Anca, quando la protesi risolve l’artrosi

Anca, quando la protesi risolve l’artrosi

Complice l’aumento dell’età media degli italiani e, di conseguenza, l’incidenza delle patologie correlate alla degenerazione articolare, l’intervento di protesi d’anca è tra i più richiesti dai pazienti. Il professor Giorgio Turi del Reparto di Ortopedia e Traumatologia dell’Ospedale di Vicenza ci aiuta a fare chiarezza tra indicazioni, rischi, riabilitazione e benefici.
“L’indicazione all’intervento di artroprotesi d’anca – spiega Giorgio Turi – non ha un’indicazione assoluta: dipende dalla capacità dell’ammalato di convivere con il suo problema, a volte molto invalidante e rappresentato da dolore costante, intenso e da impotenza funzionale articolare che può portare, se non si interviene, a un grave disagio motorio. In tal caso l’indicazione può diventare assoluta (ovvero l’intervento diventa necessario), come quando il paziente, a causa di altre patologie, cardiache, polmonari, o di altra natura, ha necessità di muoversi e ne è impedito dal problema articolare”.

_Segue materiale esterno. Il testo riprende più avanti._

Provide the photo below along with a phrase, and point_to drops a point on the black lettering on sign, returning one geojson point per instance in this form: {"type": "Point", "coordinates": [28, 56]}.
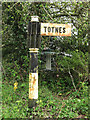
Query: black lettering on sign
{"type": "Point", "coordinates": [49, 29]}
{"type": "Point", "coordinates": [52, 29]}
{"type": "Point", "coordinates": [64, 30]}
{"type": "Point", "coordinates": [45, 28]}
{"type": "Point", "coordinates": [56, 29]}
{"type": "Point", "coordinates": [60, 29]}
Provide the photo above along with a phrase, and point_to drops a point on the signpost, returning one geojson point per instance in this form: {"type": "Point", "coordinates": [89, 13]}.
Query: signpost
{"type": "Point", "coordinates": [47, 29]}
{"type": "Point", "coordinates": [53, 29]}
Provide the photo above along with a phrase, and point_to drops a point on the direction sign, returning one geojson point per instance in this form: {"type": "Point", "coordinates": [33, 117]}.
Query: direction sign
{"type": "Point", "coordinates": [53, 29]}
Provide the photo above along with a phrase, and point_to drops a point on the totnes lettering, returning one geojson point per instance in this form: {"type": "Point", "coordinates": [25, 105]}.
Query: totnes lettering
{"type": "Point", "coordinates": [54, 29]}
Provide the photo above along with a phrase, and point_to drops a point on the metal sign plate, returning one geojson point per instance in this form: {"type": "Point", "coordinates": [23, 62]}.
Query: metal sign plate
{"type": "Point", "coordinates": [53, 29]}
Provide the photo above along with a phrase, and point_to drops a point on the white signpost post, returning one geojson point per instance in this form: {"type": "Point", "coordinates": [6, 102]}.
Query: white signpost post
{"type": "Point", "coordinates": [47, 29]}
{"type": "Point", "coordinates": [53, 29]}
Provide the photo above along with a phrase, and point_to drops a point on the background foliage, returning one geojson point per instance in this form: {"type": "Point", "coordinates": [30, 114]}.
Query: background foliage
{"type": "Point", "coordinates": [68, 80]}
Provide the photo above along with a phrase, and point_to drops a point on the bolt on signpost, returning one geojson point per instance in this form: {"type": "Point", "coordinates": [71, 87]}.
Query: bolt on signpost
{"type": "Point", "coordinates": [34, 43]}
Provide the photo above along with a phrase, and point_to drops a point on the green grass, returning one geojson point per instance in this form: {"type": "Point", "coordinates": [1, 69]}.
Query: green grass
{"type": "Point", "coordinates": [15, 103]}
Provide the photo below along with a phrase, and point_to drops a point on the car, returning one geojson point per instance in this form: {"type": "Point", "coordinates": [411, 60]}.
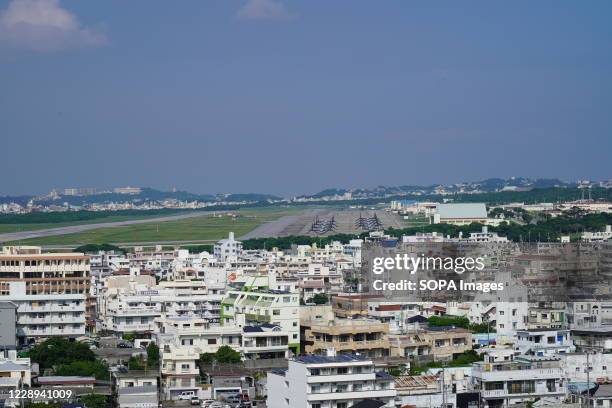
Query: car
{"type": "Point", "coordinates": [186, 395]}
{"type": "Point", "coordinates": [233, 399]}
{"type": "Point", "coordinates": [217, 404]}
{"type": "Point", "coordinates": [124, 345]}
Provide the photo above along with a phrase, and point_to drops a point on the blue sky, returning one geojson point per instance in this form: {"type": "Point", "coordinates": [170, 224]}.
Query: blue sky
{"type": "Point", "coordinates": [291, 97]}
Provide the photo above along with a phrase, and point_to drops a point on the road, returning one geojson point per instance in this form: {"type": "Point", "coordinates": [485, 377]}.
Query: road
{"type": "Point", "coordinates": [281, 226]}
{"type": "Point", "coordinates": [18, 236]}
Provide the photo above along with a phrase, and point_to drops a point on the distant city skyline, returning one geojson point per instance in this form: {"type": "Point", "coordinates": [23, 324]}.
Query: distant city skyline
{"type": "Point", "coordinates": [131, 189]}
{"type": "Point", "coordinates": [287, 98]}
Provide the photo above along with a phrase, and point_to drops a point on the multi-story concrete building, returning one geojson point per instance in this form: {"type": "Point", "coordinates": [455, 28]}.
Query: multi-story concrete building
{"type": "Point", "coordinates": [227, 248]}
{"type": "Point", "coordinates": [589, 314]}
{"type": "Point", "coordinates": [362, 336]}
{"type": "Point", "coordinates": [524, 379]}
{"type": "Point", "coordinates": [135, 304]}
{"type": "Point", "coordinates": [544, 342]}
{"type": "Point", "coordinates": [179, 371]}
{"type": "Point", "coordinates": [51, 291]}
{"type": "Point", "coordinates": [597, 339]}
{"type": "Point", "coordinates": [249, 302]}
{"type": "Point", "coordinates": [333, 381]}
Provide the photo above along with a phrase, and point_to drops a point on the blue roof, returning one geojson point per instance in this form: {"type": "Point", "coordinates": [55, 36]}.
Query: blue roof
{"type": "Point", "coordinates": [463, 210]}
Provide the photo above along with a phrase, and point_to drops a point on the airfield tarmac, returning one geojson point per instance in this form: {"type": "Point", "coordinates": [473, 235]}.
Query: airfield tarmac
{"type": "Point", "coordinates": [301, 224]}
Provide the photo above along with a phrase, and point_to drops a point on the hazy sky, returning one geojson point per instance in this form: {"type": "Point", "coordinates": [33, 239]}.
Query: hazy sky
{"type": "Point", "coordinates": [290, 97]}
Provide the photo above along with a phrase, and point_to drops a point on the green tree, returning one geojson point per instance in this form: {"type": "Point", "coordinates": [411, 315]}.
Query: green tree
{"type": "Point", "coordinates": [318, 299]}
{"type": "Point", "coordinates": [94, 401]}
{"type": "Point", "coordinates": [59, 351]}
{"type": "Point", "coordinates": [136, 363]}
{"type": "Point", "coordinates": [152, 355]}
{"type": "Point", "coordinates": [207, 358]}
{"type": "Point", "coordinates": [29, 404]}
{"type": "Point", "coordinates": [226, 354]}
{"type": "Point", "coordinates": [448, 320]}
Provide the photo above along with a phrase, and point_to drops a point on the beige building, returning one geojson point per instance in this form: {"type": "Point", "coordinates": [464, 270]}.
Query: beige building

A cura di Giovanni Cacia, intervista il professor Giorgio Turi.

Proprio perché l’intervento non ha un’indicazione assoluta, le terapie conservative possono rappresentare, temporaneamente e soltanto nelle fasi iniziali della malattia, una alternativa al trattamento chirurgico. “Tra le terapie conservative, per esempio, trovano indicazione la riabilitazione, la terapia farmacologica e, a volte, il trattamento con infiltrazioni di acido ialuronico, componente della cartilagine articolare. Esiste però una storia naturale della patologia che difficilmente può essere condizionata da trattamenti di tipo conservativo – afferma l’esperto. – Certamente tali terapie sono efficaci a rallentare l’aggravamento della malattia, forse anche a procrastinare l’intervento, ma il paziente dovrà sapere che non sono risolutive”.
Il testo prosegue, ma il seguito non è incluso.